Terrible word: doomed menial, untouchable. Fixed in servitude for eternity. Brahman, Kshatriya, Vaishya, Shudra. The lowest of the low. His uncle had assumed each of these incarnations in the course of a single life: philosopher, warrior, merchant, beggar. Surely it wasn’t the actual shudra he was speaking of? For was the shudra anywhere near finding dignity and freedom? It seemed not. Then in what way the age of the shudra? Unless it was some allegory he meant…Of course— then it made sense, as an insane cosmogony. The caste system could serve as a metaphor for the epochs succeeding each other since the dawn of time. Ananda was momentarily happy to go along with the scheme. The first age, of Brahman, was (decided Ananda proudly) India’s — the Brahman not being the pusillanimous priest with the sacred thread, but the spiritual man, who could have any provenance whatsoever, emerge from any caste: the sage and renunciate. The second age, of the Kshatriya, the warriors and aristocrats, was Rome’s. The king and the notion of Empire was then supreme. It was the aristocrat who fostered and nurtured value and beauty and the arts.
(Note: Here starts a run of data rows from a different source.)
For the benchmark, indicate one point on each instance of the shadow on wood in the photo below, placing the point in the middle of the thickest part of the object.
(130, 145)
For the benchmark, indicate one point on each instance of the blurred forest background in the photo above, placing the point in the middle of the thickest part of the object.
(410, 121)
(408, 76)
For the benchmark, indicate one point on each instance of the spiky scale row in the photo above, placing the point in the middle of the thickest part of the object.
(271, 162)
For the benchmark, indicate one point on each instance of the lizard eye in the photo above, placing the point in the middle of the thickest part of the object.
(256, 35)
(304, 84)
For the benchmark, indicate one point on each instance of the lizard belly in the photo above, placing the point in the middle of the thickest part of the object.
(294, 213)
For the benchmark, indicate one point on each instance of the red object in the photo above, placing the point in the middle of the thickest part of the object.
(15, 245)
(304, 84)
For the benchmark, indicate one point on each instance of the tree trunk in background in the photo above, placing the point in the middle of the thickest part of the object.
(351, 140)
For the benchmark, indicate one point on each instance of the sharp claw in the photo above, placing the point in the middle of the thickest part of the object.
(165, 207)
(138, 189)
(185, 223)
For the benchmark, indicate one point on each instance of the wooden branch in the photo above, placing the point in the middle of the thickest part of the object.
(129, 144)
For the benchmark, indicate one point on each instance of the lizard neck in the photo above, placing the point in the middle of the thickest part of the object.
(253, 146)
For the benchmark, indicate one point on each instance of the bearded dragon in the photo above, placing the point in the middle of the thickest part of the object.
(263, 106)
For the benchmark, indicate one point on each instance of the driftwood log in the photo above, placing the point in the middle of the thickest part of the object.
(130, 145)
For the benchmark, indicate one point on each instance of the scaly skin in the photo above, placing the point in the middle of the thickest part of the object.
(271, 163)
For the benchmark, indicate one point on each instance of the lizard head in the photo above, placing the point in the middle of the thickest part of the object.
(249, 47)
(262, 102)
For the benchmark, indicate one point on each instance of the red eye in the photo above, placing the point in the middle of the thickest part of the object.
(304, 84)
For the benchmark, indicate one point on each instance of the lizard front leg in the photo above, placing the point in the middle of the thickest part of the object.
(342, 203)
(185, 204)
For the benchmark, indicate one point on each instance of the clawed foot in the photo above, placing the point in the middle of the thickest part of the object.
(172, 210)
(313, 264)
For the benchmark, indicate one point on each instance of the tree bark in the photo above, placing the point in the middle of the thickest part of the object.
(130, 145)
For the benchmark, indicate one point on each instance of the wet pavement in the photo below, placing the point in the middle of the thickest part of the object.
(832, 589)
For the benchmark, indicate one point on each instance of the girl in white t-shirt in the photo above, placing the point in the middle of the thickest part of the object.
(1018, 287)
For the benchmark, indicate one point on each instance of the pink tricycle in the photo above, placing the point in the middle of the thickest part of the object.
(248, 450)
When the aristocracy went to seed the third age came into being, of the Vaishya — the merchant. You had to grant that epoch to the English: the ascendancy and rule of the shopkeeper, the burgher, who might possess an Empire but whose outlook was essentially humdrum, middle-level, and suburban. (Amazing how the allegory fell into place.) Finally, the last age: the shudra’s — in which the man on the street was illusorily empowered. (For power invariably deceives those it passes on to.) It was a toss-up whether — if you subscribed to the metaphor — the epoch belonged to Russia or America. It would seem America. For this would be the epoch nominally of the common man, but really of capitalism and popular culture. Everyone would be famous. And after this final phase (Ananda hoped it would take another century to truly arrive) — what?